Le « Sapere aude » va connaître par la suite des inflexions. Il est d’abord le mot d’ordre de l’astronome, mathématicien, philosophe, théologien et biographe Pierre Gassendi (1592-1655), qui l’inscrit de façon manuscrite sur son exemplaire du De immenso et innumerabilibus (1591) de son prédécesseur Giordano Bruno, en guise d’hommage à l’audace intellectuelle dont doivent faire preuve les « libertins érudits » du temps pour promouvoir les idées nouvelles. Désormais, il s’agit donc d’une profession de foi plus strictement scientifique, mais également d’une ode à la témérité intellectuelle, qui conserve ainsi de son origine l’appel à l’affranchissement et à l’autonomie intérieure. La formule va prendre tout son essor à cet égard sous la plume de Kant et au sein de son essai célèbre de 1784 « Réponse à la question : Qu’est-ce que les Lumières » (Was ist Aufklärung ?), véritable manifeste de la sensibilité d’alors, qui prône une libido sciendi salutaire, et la conquête par l’homme de la maturité dans le but d’atteindre une raison « éclairée » et débarrassée des tutelles et préjugés en tout genre : « Sapere aude ! (Ose penser) Aie le courage de te servir de ton propre entendement. Voilà la devise des Lumières[6] ». Le texte tout entier aura lui-même un impact considérable sur la philosophie européenne : outre sa présence récurrente au XXe siècle dans le corpus étudié par chaque lycéen français, il sera repris par d’autres penseurs, notamment Michel Foucault qui, en 1984, en propose une variation intitulée « What is Enlightenment ? »[7], où l’on peut lire : « D’une façon significative, Kant dit que cette Aufklärung a une ‘devise’ (Wahlspruch) : or, la devise, c’est un trait distinctif par lequel on se fait reconnaître ; c’est aussi une consigne qu’on se donne à soi-même et qu’on propose aux autres. Et quelle est cette devise ? Aude saper, ‘aie le courage, l’audace de savoir’. Il faut donc considérer que l’Aufklärung est à la fois un processus dont les hommes font partie collectivement et un acte de courage à effectuer personnellement[8] ». Ou comment le conseil privé horacien initial a pris valeur emblématique et générale.

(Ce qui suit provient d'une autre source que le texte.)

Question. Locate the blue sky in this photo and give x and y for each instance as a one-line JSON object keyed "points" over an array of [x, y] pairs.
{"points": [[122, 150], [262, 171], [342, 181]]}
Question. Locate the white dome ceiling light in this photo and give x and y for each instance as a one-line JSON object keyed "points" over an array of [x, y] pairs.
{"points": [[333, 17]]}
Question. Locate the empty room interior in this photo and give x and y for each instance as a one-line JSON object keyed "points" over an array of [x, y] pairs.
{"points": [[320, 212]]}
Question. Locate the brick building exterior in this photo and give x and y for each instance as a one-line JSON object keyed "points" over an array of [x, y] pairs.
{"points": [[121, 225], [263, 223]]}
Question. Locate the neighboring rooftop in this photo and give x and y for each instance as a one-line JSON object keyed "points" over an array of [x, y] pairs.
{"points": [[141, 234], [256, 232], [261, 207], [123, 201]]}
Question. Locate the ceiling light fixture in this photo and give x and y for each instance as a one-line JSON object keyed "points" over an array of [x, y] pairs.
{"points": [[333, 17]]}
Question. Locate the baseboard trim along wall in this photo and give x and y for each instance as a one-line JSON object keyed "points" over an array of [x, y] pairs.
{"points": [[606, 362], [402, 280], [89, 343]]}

Du coup, et par-delà le monde des Lettres, celui-ci est susceptible d’emplois divers. On le retrouve par exemple comme « motto » de l’Université anglaise de Staffordshire créée en 1914 en Grande Bretagne, ou encore dans le titre de la suite de la série Merli (Philo : Sapere aude) diffusée de 2019 à 2021 à la télévision espagnole, qui raconte l’itinéraire d’un étudiant entrant à l’Université pour suivre les cours de sa professeur charismatique. Autant dire qu’il reflète et véhicule désormais un certain « esprit européen », sinon universel, qui mêle la revendication de curiosité et de hardiesse dans l’acquisition du savoir, héritage plutôt moderne, à celle d’indépendance dans la sagesse et la connaissance de soi, venue de l’Antiquité et de l’époque des « bonnes lettres ». 

 

À suivre...

Olivier Guerrier

 


[1] Ἀρχὴ γὰρ λέγεται μὲν ἥμισυ παντός. Platon (Lois, VI, 753E) comme Aristote (Éthique à Nicomaque, I, 7) y font également allusion.

[2] « Vivendi qui recte prorogat horam, / rusticus expectat dum defluat amnis ; at ille / labitur et labetur in omne volubilis aevum » (« Celui qui recule l’heure de vivre bien attend, comme le campagnard, que la rivière ait fini de couler : elle coule, elle coulera et roulera ses eaux jusqu’à la fin des siècles », Horace, Epîtres, I, ii, v. 41-43, texte établi et traduit par François Villeneuve, « C.U.F. - série latine », Les Belles Lettres, 1967).

[3] On rappellera qu’il s’agit là du sous-titre du troisième tome de l’Histoire de la sexualité – inachevée – de Michel Foucault (Paris, Gallimard, 1984).

[4] Voir Erasme de Rotterdam, Les Adages, Tome I, édition sous la direction de Jean-Christophe Saladin, « Le miroir des humanistes », Les Belles Lettres, 2013, p. 171.

[5] Annaeus Seneca a M. Antonio Mureto correctus et notis illustratus, Rome, Bartolomeo Grassi, 1585 selon la page de titre ou 1586 selon l'achevé d'imprimer.

[6] Emmanuel Kant, Œuvres philosophiques, Tome II, édition publiée sous la direction de Ferdinand Alquié, Gallimard, 1984, p. 207.

[7] Michel Foucault, « What is Enligthenment ? » (« Qu’est-ce que les Lumières ? »), P. Rabinow (éd.), The Foucault Reader, Pantheon Books, 1984, p. 32-50, repris dans Dits et écrits 2, « Quarto », Gallimard, 2001, p. 1381-1397.

[8] Dits et écrits 2, Ibid., p. 1384.